The fair value measurement and impairment losses shown above were the result of changes in circumstances that indicate it was probable the future cash flows would not cover the carrying amounts of certain long-lived assets. The non-cash charge of $26 million pretax and after-tax was recognized in the first quarter of 2014 in cost of sales. The impairment was associated with the Company’s John Deere Water operations, which were included in the agriculture and turf operating segment. The impairment was due to a decline in forecasted financial performance and a review of strategic options for the business, which was sold in May 2014.
Level 1 measurements consist of quoted prices in active markets for identical assets or liabilities. Level 2 measurements include significant other observable inputs such as quoted prices for similar assets or liabilities in active markets; identical assets or liabilities in inactive markets; observable inputs such as interest rates and yield curves; and other market-corroborated inputs. Level 3 measurements include significant unobservable inputs.
Fair value is defined as the price that would be received to sell an asset or paid to transfer a liability in an orderly transaction between market participants at the measurement date. In determining fair value, the Company uses various methods including market and income approaches. The Company utilizes valuation models and techniques that maximize the use of observable inputs. The models are industry-standard models that consider various assumptions including time values and yield curves as well as other economic measures. These valuation techniques are consistently applied.
The following is a description of the valuation methodologies the Company uses to measure certain financial instruments on the balance sheet at fair value:
Marketable Securities – The portfolio of investments is primarily valued on a market approach (matrix pricing model) in which all significant inputs are observable or can be derived from or corroborated by observable market data such as interest rates, yield curves, volatilities, credit risk and prepayment speeds.
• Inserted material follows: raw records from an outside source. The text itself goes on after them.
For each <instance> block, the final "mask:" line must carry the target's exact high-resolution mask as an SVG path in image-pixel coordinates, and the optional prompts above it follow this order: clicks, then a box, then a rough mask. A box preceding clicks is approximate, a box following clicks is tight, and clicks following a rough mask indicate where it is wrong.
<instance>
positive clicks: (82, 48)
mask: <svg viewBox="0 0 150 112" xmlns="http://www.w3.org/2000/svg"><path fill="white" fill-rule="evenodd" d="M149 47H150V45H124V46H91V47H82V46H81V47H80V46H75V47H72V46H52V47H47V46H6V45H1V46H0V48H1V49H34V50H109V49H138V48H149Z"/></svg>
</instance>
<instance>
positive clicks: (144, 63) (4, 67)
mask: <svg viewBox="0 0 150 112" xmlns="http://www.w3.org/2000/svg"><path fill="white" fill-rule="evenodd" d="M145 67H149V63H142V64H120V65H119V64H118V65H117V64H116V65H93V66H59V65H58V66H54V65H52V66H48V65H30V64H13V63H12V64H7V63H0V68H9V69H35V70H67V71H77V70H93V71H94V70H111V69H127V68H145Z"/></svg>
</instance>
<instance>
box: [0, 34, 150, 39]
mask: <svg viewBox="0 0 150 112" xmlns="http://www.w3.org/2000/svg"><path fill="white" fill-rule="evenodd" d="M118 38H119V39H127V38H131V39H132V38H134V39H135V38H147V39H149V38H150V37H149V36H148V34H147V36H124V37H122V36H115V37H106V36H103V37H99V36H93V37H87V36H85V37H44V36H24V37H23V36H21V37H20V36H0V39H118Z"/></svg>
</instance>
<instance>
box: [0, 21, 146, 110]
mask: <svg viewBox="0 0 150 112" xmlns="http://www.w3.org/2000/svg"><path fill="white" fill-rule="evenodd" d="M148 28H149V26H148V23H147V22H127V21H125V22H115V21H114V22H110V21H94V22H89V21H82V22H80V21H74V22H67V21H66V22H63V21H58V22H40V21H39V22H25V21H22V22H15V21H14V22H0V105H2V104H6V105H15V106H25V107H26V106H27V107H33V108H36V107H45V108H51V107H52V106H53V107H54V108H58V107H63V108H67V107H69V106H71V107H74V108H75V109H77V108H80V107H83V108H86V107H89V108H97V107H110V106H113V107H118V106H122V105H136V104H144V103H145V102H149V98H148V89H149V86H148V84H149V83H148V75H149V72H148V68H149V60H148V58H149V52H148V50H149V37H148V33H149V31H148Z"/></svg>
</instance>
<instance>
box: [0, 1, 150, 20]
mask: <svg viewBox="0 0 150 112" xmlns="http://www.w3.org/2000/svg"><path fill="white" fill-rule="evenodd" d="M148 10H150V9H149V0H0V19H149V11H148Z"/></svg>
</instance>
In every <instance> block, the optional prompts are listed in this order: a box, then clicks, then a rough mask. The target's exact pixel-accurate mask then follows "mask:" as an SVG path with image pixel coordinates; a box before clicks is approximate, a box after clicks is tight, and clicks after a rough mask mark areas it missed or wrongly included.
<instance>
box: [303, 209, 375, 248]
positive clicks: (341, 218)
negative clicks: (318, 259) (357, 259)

Funds are primarily valued using the fund’s net asset value, based on the fair value of the underlying securities.
Derivatives – The Company’s derivative financial instruments consist of interest rate swaps and caps, foreign currency forwards and swaps and cross-currency interest rate swaps. The portfolio is valued based on an income approach (discounted cash flow) using market observable inputs, including swap curves and both forward and spot exchange rates for currencies.
Financing Receivables – Specific reserve impairments are based on the fair value of collateral, which is measured using a market approach (appraisal values or realizable values). Inputs include a selection of realizable values.
Property and Equipment – Net – The impairments are measured at the lower of the carrying amount, or fair value. The valuations were based on an income approach using probability weighted cash flows of potential outcomes of the ongoing strategic option review. The inputs include estimates of the cash flow related to each of the alternatives being considered and management’s estimate of the likelihood of each alternative.
Other Assets – The impairments are measured at the lower of the carrying amount, or fair value. The valuations were based on a market approach. The inputs include sales of comparable assets.